Это возвращает нас к спорам XIX в., когда, упрекая западников и революционеров-демократов в том, что они пытаются надвязать народу «книжность», «рассудочность», подавить западной книгой живое — христианское — миросозерцание народа, славянофилы забывали, что для Руси христианство тоже было явлением «книжной культуры», противоречащим стихийным формам так называемой «живой жизни», и пришло из Византии, отколовшейся части Римского мира, Запада, а отнюдь не Востока, не Азии. Но нельзя забывать главного. «Иностранные влияния, — как справедливо замечает Д. С. Лихачёв, — оказываются действенными только в той мере, в какой они отвечают внутренним потребностям страны»[23], потребностям ускорения её социального, экономического и культурного прогресса, без этого усвоить уроки иной цивилизации страна просто не сможет. Возникли новые формы быта, появились невиданные ранее явления культуры: начали строиться новые типы зданий (храмы), появились не только «книжность», но и иконопись, фресковая живопись, возникла потребность в новых предметах прикладного искусства — словом, произошло усложнение жизни, а именно в усложнении видели русские мыслители прошлого века основу прогресса. Для Чернышевского прогресс — в переходе от варварства, т. е. животного состояния человека (варвар, писал он, это «человек, который занимает средину между диким зверем и человеком сколько-нибудь развитого ума, который к дикому зверю едва ли не ближе, чем к развитому человеку»)[24] к цивилизации, которая строится на образовании: «Прогресс основывается на умственном развитии; коренная сторона его прямо и состоит в успехах и разлитии знаний»{255}. Не случайно для первых русских книжников именно книга означала «живую жизнь», приобщение к роднику жизни, жизни движущейся и развивающейся.

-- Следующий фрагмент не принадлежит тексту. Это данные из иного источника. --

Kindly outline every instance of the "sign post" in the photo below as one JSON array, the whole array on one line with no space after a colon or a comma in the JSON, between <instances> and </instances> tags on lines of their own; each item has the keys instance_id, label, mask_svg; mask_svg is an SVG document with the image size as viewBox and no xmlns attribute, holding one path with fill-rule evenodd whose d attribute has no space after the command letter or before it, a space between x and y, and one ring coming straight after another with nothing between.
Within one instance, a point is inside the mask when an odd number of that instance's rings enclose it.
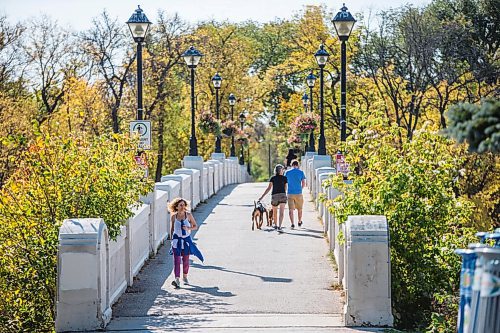
<instances>
[{"instance_id":1,"label":"sign post","mask_svg":"<svg viewBox=\"0 0 500 333\"><path fill-rule=\"evenodd\" d=\"M139 149L151 149L151 121L134 120L130 122L130 135L139 134Z\"/></svg>"}]
</instances>

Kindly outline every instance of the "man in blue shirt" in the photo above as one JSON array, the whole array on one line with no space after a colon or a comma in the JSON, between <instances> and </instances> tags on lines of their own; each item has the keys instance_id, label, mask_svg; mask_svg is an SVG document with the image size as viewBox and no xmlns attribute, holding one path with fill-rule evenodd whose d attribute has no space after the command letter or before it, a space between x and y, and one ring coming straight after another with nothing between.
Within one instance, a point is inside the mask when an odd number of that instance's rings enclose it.
<instances>
[{"instance_id":1,"label":"man in blue shirt","mask_svg":"<svg viewBox=\"0 0 500 333\"><path fill-rule=\"evenodd\" d=\"M298 213L299 227L302 226L302 206L304 205L302 189L306 186L306 175L299 169L299 161L293 160L291 166L292 168L285 173L285 177L288 182L288 214L293 229L295 228L293 223L293 211L295 209L297 209Z\"/></svg>"}]
</instances>

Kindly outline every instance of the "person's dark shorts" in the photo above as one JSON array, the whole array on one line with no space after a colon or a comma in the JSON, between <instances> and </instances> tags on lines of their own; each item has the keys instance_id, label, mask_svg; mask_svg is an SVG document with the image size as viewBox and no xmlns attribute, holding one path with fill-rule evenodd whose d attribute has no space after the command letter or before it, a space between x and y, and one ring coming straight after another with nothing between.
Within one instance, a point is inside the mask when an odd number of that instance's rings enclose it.
<instances>
[{"instance_id":1,"label":"person's dark shorts","mask_svg":"<svg viewBox=\"0 0 500 333\"><path fill-rule=\"evenodd\" d=\"M271 196L271 205L279 206L279 204L286 203L288 198L285 193L276 193Z\"/></svg>"}]
</instances>

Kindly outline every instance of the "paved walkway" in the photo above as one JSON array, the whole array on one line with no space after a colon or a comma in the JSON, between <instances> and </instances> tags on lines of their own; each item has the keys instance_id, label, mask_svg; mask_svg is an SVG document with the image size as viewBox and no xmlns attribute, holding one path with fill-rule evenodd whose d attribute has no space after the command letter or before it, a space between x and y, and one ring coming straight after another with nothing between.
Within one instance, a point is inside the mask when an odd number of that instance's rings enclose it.
<instances>
[{"instance_id":1,"label":"paved walkway","mask_svg":"<svg viewBox=\"0 0 500 333\"><path fill-rule=\"evenodd\" d=\"M352 332L342 328L341 292L310 197L304 225L252 231L253 201L267 183L228 186L200 205L191 285L174 289L168 246L142 269L113 308L108 331ZM269 201L269 196L266 198Z\"/></svg>"}]
</instances>

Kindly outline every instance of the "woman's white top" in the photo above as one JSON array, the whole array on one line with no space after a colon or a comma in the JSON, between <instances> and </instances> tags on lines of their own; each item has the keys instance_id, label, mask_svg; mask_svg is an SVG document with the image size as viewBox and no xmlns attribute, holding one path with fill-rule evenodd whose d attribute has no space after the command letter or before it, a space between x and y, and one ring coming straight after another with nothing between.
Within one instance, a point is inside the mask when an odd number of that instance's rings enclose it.
<instances>
[{"instance_id":1,"label":"woman's white top","mask_svg":"<svg viewBox=\"0 0 500 333\"><path fill-rule=\"evenodd\" d=\"M186 238L188 237L189 235L191 235L191 230L184 230L184 235L182 234L182 226L186 226L188 228L191 227L191 223L189 223L189 219L188 219L188 215L189 213L186 212L186 218L184 220L178 220L177 219L177 214L175 214L175 218L174 218L174 234L179 236L180 238ZM173 235L172 235L173 237ZM172 247L173 248L177 248L177 242L178 240L177 239L172 239Z\"/></svg>"}]
</instances>

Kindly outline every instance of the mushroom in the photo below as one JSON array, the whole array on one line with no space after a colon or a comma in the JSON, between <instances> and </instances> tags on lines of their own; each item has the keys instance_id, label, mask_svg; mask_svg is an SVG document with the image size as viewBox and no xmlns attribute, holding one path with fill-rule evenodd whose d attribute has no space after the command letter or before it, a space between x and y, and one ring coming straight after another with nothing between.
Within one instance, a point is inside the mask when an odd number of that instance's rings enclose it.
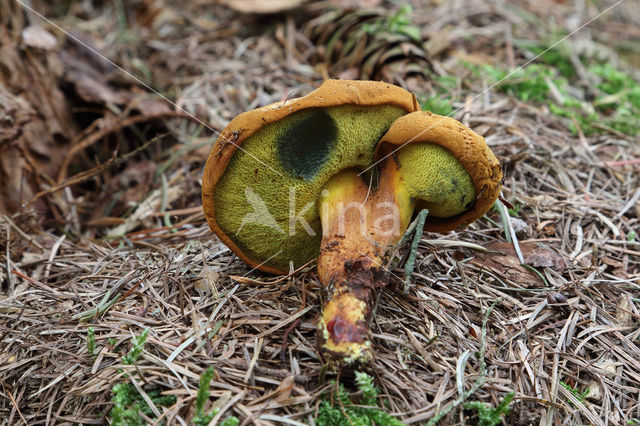
<instances>
[{"instance_id":1,"label":"mushroom","mask_svg":"<svg viewBox=\"0 0 640 426\"><path fill-rule=\"evenodd\" d=\"M501 178L480 135L419 111L406 90L328 80L232 120L207 160L202 202L213 232L253 267L285 273L318 258L320 349L349 364L372 357L373 296L414 211L428 209L427 230L466 225Z\"/></svg>"}]
</instances>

Надо сказать, Киевская Русь очень быстро выдвинулась в число образованнейших и просвещённейших государств раннего средневековья. Возникли прямые контакты и со странами Западной Европы, где тем временем кончалась эпоха варварства, наступал феодализм. Но хотя это и был пока лишь «грабёж, приведённый в систему, междоусобица, подведённая под правила»{256}, тем не менее, это был явный «прогресс» и Запад охотно идёт на контакт с Русью, напрямую связанной с высокоцивилизованной и неприступной Византией. Историки, в том числе западные, не раз отмечали, что вскоре после основания русской империи, династия Рюриковичей перенесла свою столицу из Новгорода в Киев для того, чтобы быть ближе к Византии. В одиннадцатом веке Киев подражал во всём Константинополю, и его называли вторым Константинополем. Дочь Ярослава Мудрого выходит замуж за французского короля, в эпоху Мономахов и Мстиславов на Руси имеются училища греческого и латинского языков, а Киевский митрополит Иларион (тот же XI в.), произнося своё прославленное «Слово о законе и благодати», уже смело заявляет: «Не невеждам ведь пишем, а обильно насытившимся книжной сладостью»{257}.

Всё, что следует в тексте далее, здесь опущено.